I’ve allowed myself to come back to the world of the living, a place where people don’t care how many days Bunny has been gone. This is not to say that they have a callous disregard for her, it’s just that they don’t need to know it’s a certain amount of time. I’ve learned a lesson from them … I don’t need to dwell on that, either. Having a laser focus pointed at the past, just to be sure I’m exactly positive how long it’s been since my life went awry, serves no purpose for me, either.

Coming back to the world of living I’ve begun to see things differently. Now, nearly two years after Bunny’s health started that downward spiral and one year of waiting for her to die, I don’t face a dark cloud of looming death every day. While it at first felt selfish, I now realize that my being completely miserable because my wife died serves no purpose other than to feed that misery.

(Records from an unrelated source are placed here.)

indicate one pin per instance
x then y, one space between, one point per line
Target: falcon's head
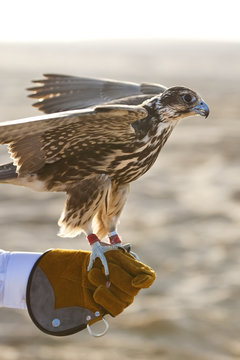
180 102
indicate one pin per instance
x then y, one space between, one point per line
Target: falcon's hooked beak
201 108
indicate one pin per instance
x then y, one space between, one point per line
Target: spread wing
34 142
58 93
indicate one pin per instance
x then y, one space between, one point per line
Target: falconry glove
64 298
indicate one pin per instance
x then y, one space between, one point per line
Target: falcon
96 138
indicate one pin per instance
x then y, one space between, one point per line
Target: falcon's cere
98 137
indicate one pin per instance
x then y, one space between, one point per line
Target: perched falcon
98 137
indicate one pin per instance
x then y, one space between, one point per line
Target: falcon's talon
98 252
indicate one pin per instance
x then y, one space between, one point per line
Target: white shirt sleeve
15 268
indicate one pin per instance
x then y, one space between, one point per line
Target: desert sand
182 217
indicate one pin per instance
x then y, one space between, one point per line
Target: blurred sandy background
182 218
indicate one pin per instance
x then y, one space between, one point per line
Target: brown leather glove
63 275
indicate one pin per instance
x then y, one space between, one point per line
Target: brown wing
36 141
58 93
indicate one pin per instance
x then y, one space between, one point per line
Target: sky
77 20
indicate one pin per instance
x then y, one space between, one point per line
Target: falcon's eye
188 98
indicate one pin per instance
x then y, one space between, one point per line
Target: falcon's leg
108 216
83 202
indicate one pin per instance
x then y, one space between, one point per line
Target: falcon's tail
8 172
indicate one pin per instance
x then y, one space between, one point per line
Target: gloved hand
127 277
63 297
74 286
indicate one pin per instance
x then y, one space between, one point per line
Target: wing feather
109 118
62 92
33 142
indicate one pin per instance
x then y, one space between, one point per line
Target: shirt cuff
18 269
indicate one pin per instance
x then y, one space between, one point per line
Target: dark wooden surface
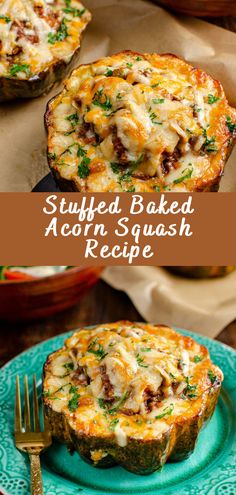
101 305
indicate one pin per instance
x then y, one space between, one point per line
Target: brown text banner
109 229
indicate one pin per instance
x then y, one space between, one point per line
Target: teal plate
209 471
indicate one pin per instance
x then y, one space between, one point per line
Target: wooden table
101 305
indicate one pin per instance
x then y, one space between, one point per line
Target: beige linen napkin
203 306
116 25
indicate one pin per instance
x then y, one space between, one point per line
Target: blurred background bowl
202 8
44 296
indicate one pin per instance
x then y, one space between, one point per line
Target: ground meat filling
170 161
107 386
152 399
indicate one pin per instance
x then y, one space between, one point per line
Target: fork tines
24 432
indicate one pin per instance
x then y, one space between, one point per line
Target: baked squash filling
35 35
122 383
140 122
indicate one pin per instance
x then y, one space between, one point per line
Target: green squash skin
187 432
201 271
139 457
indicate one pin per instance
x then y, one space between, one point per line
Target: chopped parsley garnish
197 359
75 12
119 403
126 177
115 167
52 156
97 349
230 125
158 100
60 35
113 424
140 361
50 395
190 390
109 72
81 151
74 401
166 412
102 403
73 119
83 168
212 99
68 366
186 174
68 149
209 143
68 133
5 18
15 68
105 104
153 116
213 378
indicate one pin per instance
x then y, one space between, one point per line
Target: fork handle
36 476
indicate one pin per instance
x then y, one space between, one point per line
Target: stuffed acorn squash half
202 271
38 41
130 394
139 123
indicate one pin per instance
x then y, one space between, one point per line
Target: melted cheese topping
127 379
135 122
36 33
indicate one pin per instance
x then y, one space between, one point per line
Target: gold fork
31 440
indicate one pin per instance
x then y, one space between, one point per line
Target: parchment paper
203 306
116 25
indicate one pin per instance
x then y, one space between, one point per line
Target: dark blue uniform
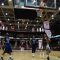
7 46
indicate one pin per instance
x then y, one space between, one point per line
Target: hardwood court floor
27 55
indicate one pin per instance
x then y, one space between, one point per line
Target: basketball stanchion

I cannot fix what has happened, I cannot bring Bunny back.

So now, in the “few months” since my wife died I have emerged a newer, possibly better, person. I look at the good things that surround me instead of the darkness of my loss. I reflect on the huge number of positive impacts Bunny made in my life and I’m grateful for them, rather than regretting she is no longer able to contribute anything. I have developed a new friendship that is becoming more than just a friendship and I’m starting to smile far more often than I did for the past two years.

I know exactly how many days it has been since Bunny died, but I’m not dwelling on that any longer. And I don’t want to count that any more, unless someone can give me a good reason why I should.